Whatever the Tea Party’s agenda, Skocpol says there’s no denying the impact it has had on our politics. “At the popular level, where there are genuine activists who have really gone out there and protested and organized into hundreds of groups ... they’ve played a huge role in shaping the presidential debates and the presidential agenda,” she said. Even Senate and (particularly) House Republicans who are not, strictly speaking, Tea Partiers now must keep one eye on the strident, often well-organized movements back home pushing them rightward—movements consisting of activists who would have no compunctions about launching primary challenges.

As for Obama’s performance, Skocpol toes a fine line. She was careful to note that “a lot of the criticism of him is unrealistic,” given the implacable nature of his opposition. “Obama has not done badly, and I hope you don’t get the feeling in the book that I think this has been a failed presidency.”

That said, Skocpol insisted that Obama could have done a much more effective, forceful job of communicating his agenda at a time when Americans were desperately looking to the White House for some sense of purpose or guidance amidst roiling economic troubles.

“Obama needed to explain his economic recovery strategy as he pursued it,” she said, “and he should have called for job-creation policies.” In many senses his approach was too little, too late, both from a policy and a communications standpoint. “I think Obama went for a whole year without explaining his economic recovery pretty well,” she said.

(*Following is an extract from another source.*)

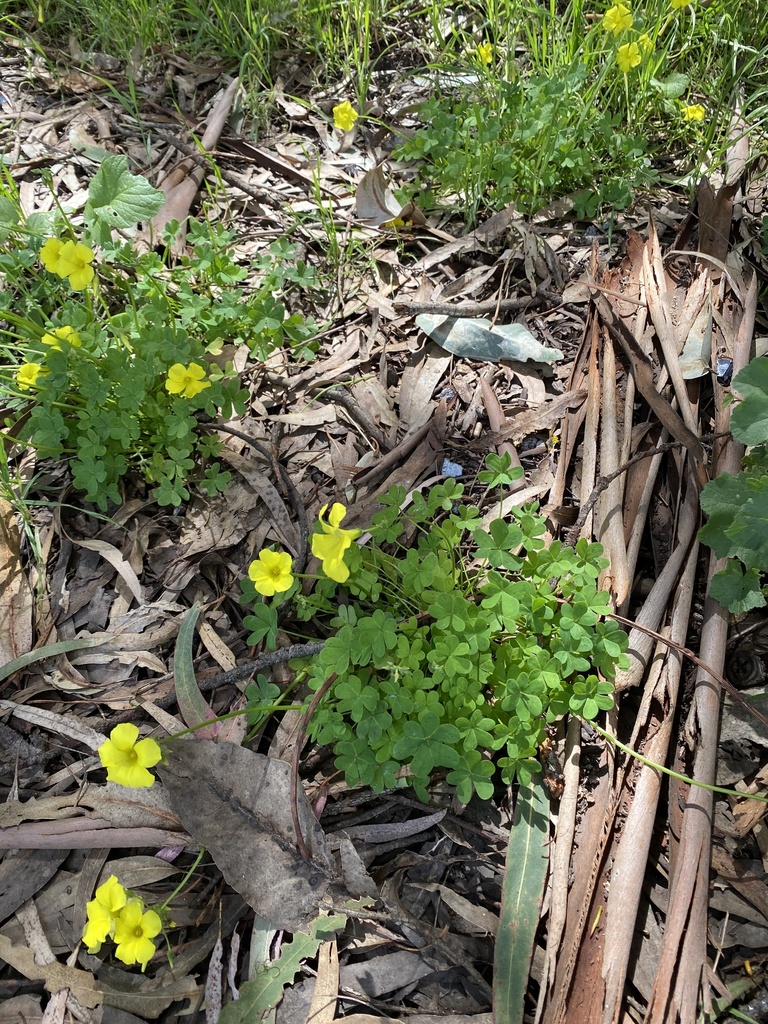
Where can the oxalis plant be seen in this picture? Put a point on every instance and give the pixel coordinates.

Skocpol also said she was confused by the Obama administration’s decision to push for action on the country’s long-term debt issues—and to reach out to Republicans to help solve it—at a time when the need for unemployment relief seemed like a much more dire priority.

“If they were still thinking after year one that making concessions to stated Republican priorities would get them cooperation, then they weren’t living on the same planet the rest of us were living on.”